The 3 months correlation between Flex and Neonode is -0.47. Overlapping area represents the amount of risk that can be diversified away by holding Flex and Neonode in the same portfolio, assuming nothing else is changed. The correlation between historical prices or returns on Neonode and Flex is a relative statistical measure of the degree to which these equity instruments tend to move together. The correlation coefficient measures the extent to which returns on Flex are associated (or correlated) with Neonode. Values of the correlation coefficient range from -1 to +1, where. The correlation of zero (0) is possible when the price movement of Neonode has no effect on the direction of Flex i.e., Flex and Neonode go up and down completely randomly.

Pair Corralation between Flex and Neonode

Given the investment horizon of 90 days Flex is expected to under-perform the Neonode. But the stock apears to be less risky and, when comparing its historical volatility, Flex is 2.75 times less risky than Neonode. The stock trades about -0.05 of its potential returns per unit of risk. The Neonode is currently generating about 0.16 of returns per unit of risk over similar time horizon. If you would invest  670.00  in Neonode on September 12, 2024 and sell it today you would earn a total of  111.00  from holding Neonode or generate 16.57% return on investment over 90 days.
Time Period3 Months [change]
DirectionMoves Against 
StrengthVery Weak
Accuracy95.45%
ValuesDaily Returns

Flex  vs.  Neonode

 Performance 
       Timeline  
Flex 

Risk-Adjusted Performance

14 of 100

 
Weak
 
Strong
Good
Compared to the overall equity markets, risk-adjusted returns on investments in Flex are ranked lower than 14 (%) of all global equities and portfolios over the last 90 days. In spite of fairly unfluctuating technical and fundamental indicators, Flex showed solid returns over the last few months and may actually be approaching a breakup point.
Neonode 

Risk-Adjusted Performance

2 of 100

 
Weak
 
Strong
Insignificant
Compared to the overall equity markets, risk-adjusted returns on investments in Neonode are ranked lower than 2 (%) of all global equities and portfolios over the last 90 days. In spite of very inconsistent basic indicators, Neonode displayed solid returns over the last few months and may actually be approaching a breakup point.

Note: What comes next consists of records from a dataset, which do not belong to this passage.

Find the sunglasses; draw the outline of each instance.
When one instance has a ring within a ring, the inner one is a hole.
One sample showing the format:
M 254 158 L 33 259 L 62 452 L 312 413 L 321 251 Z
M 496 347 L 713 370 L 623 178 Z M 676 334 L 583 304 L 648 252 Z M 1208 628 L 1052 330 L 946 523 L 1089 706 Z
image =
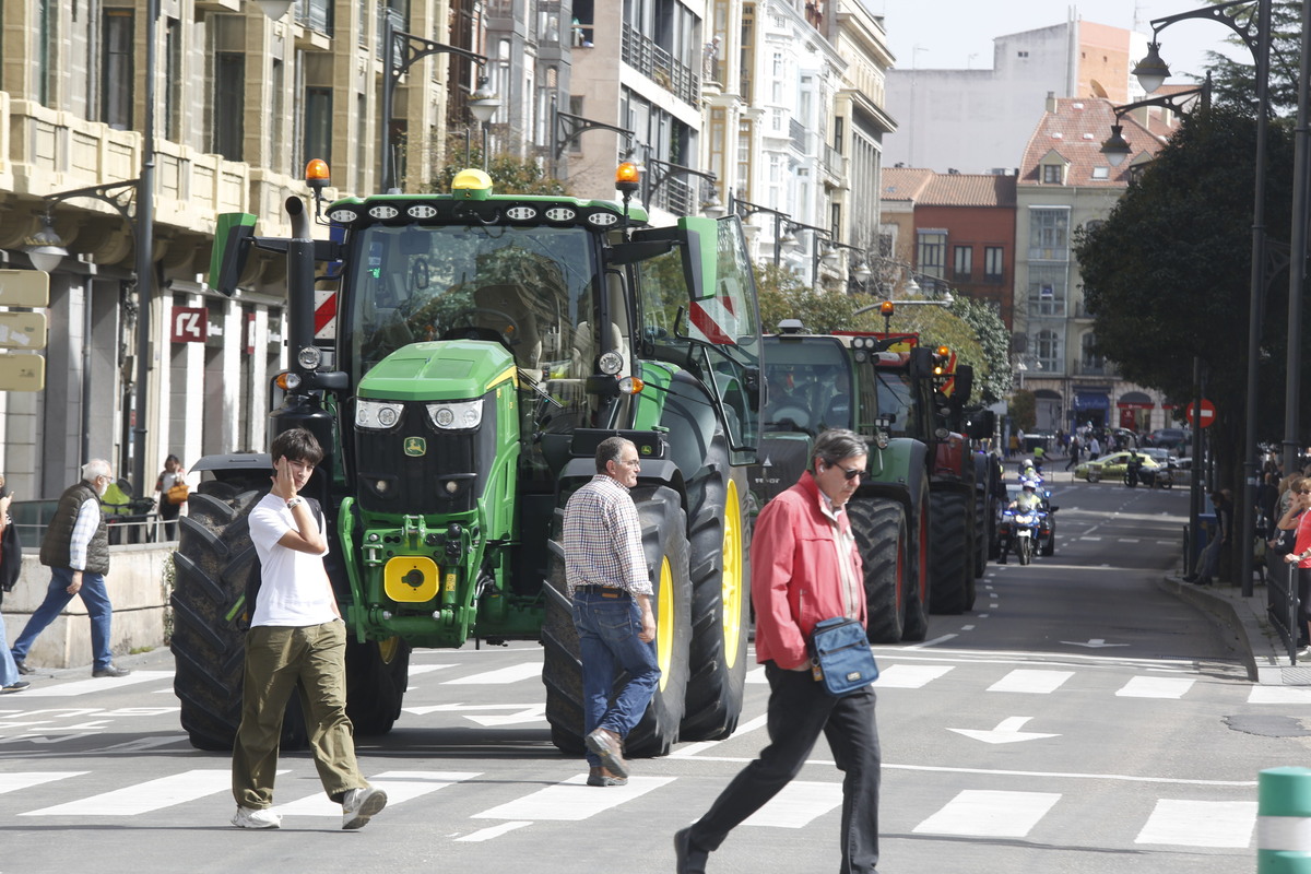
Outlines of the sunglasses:
M 864 473 L 864 470 L 861 470 L 860 468 L 844 468 L 844 466 L 842 466 L 842 465 L 839 465 L 839 464 L 830 464 L 829 466 L 830 466 L 830 468 L 838 468 L 839 470 L 842 470 L 842 476 L 843 476 L 843 477 L 844 477 L 844 478 L 846 478 L 846 480 L 847 480 L 848 482 L 850 482 L 851 480 L 855 480 L 856 477 L 859 477 L 860 474 L 863 474 L 863 473 Z

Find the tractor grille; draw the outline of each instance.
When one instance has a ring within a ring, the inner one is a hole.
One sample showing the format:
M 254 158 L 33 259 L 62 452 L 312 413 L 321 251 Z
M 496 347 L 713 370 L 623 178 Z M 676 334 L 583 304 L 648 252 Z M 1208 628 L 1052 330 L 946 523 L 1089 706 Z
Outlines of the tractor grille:
M 355 428 L 357 494 L 363 510 L 446 515 L 477 506 L 496 455 L 496 405 L 467 431 L 443 431 L 425 404 L 405 405 L 389 431 Z

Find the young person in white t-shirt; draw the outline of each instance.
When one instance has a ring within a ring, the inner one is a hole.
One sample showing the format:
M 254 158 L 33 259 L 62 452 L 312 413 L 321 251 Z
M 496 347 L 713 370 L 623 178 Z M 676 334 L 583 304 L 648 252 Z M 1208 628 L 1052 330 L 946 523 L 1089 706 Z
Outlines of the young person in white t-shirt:
M 319 780 L 342 806 L 342 828 L 362 828 L 387 805 L 387 793 L 370 786 L 355 763 L 346 718 L 346 625 L 324 569 L 323 511 L 298 494 L 323 449 L 309 431 L 292 428 L 274 438 L 271 455 L 273 489 L 250 511 L 261 586 L 246 633 L 241 727 L 232 747 L 232 824 L 282 823 L 270 810 L 273 784 L 282 717 L 299 681 Z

Flex and Neonode Volatility Contrast

   Predicted Return Density   
       Returns  

Pair Trading with Flex and Neonode

The main advantage of trading using opposite Flex and Neonode positions is that it hedges away some unsystematic risk. Because of two separate transactions, even if Flex position performs unexpectedly, Neonode can make up some of the losses. Pair trading also minimizes risk from directional movements in the market. For example, if an entire industry or sector drops because of unexpected headlines, the short position in Neonode will offset losses from the drop in Neonode's long position.
The idea behind Flex and Neonode pairs trading is to make the combined position market-neutral, meaning the overall market's direction will not affect its win or loss (or potential downside or upside). This can be achieved by designing a pairs trade with two highly correlated stocks or equities that operate in a similar space or sector, making it possible to obtain profits through simple and relatively low-risk investment.
Check out your portfolio center.
Note that this page's information should be used as a complementary analysis to find the right mix of equity instruments to add to your existing portfolios or create a brand new portfolio. You can also try the Insider Screener module to find insiders across different sectors to evaluate their impact on performance.